Tras rescatar a Juan de la policía, lo miré a los ojos y le dije: «Te mereces una ducha caliente, comida y un lugar seguro donde dormir». Le dije que mis propias luchas me impulsaban a querer ayudarle. Juan aceptó mi oferta al instante. Esa misma noche, se convirtió en un amigo muy querido. Con sólo 30 años, nuestras sinceras conversaciones revelaron las tragedias que sufrió. Un accidente devastador le arrebató a su hija de un año y le dejó profundas cicatrices físicas y emocionales. Mientras luchaba por sobrevivir, llevaba una bolsa llena de todas las pertenencias que le quedaban: ropa, una billetera y su documento de identidad. Cuando alguien le robó, se quedó sin nada.
Deambuló por las provincias argentinas, desembarcando en Neuquén. A pesar de sus esfuerzos por lograr la estabilidad, tuvo problemas para pagar el alquiler y acabó en la calle. Juan me dijo que se había acostumbrado tanto a vivir así que ya no sentía el frío. Una tristeza me invadió, pero también sentí alegría al extenderle una invitación para que viniera a mi casa. «Nadie había hecho nunca algo así por mí», dijo. Su dolor resonó en mí a un nivel tan profundo que lloramos juntos mientras estábamos allí. Algo cambió en los dos. Le aseguré a Juan, en ese mismo momento, que avanzaríamos juntos.
Preparé el sofá cama para que durmiera, asegurándole que podía quedarse todo el tiempo que quisiera. La expresión de su rostro cuando se cubrió y finalmente apoyó la cabeza me pareció indescriptible. Cada vez que paso por el salón y lo encuentro durmiendo, lo arropo suavemente, como hacía con mi hijo. Por las mañanas, desayunamos juntos y hablamos de nuestras aventuras pasadas. Me siento muy feliz de tenerlo cerca y de poder ofrecerle mi casa.
Hace poco, desempeñé un papel crucial en el reencuentro de Juan con sus padres y, poco a poco, su relación se fue desarrollando. Juan parece mucho más feliz estos días, lleno de esperanza. Cada mañana, se levanta y sale a vender cosas a la calle. Dice que aspira a lograr la independencia en el futuro, y yo apoyo de todo corazón sus ambiciones en todo lo que pueda. A veces, me coge de la mano y comparte sus sueños conmigo.
Me llama papá como gesto cariñoso y me cuenta sus planes de vivir algún día en España. Durante años ha soñado con vivir allí, y por fin se siente libre para volver a soñar. Le aseguré que siempre estaría a su lado. Es como si nos hubiéramos adoptado mutuamente. Nos encontramos el uno al otro en momentos de nuestras vidas en los que necesitábamos a alguien desesperadamente. Ahora también me refiero a él como mi hijo. Nuestro vínculo se basa en un acuerdo tácito y un compromiso sincero.

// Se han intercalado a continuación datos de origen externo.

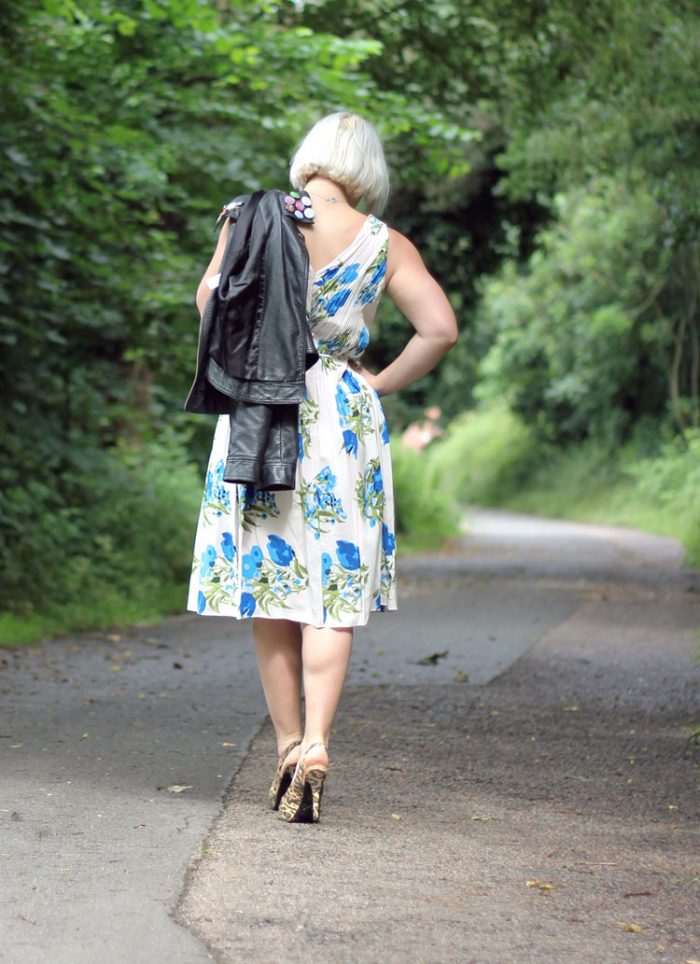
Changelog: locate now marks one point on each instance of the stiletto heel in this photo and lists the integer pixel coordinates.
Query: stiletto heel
(302, 801)
(283, 777)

[La crisis inflacionaria ha disparado el número de personas sin hogar en Argentina, y el aeropuerto internacional Jorge Newbery se ha convertido en un refugio no oficial, como la terminal de autobuses donde Marcelo encontró a Juan durmiendo. Se calcula que el 10% de la población carece de hogar, por lo que organizaciones como el Proyecto Borgen y Hábitat para la Humanidad ofrecen formas de ayudar].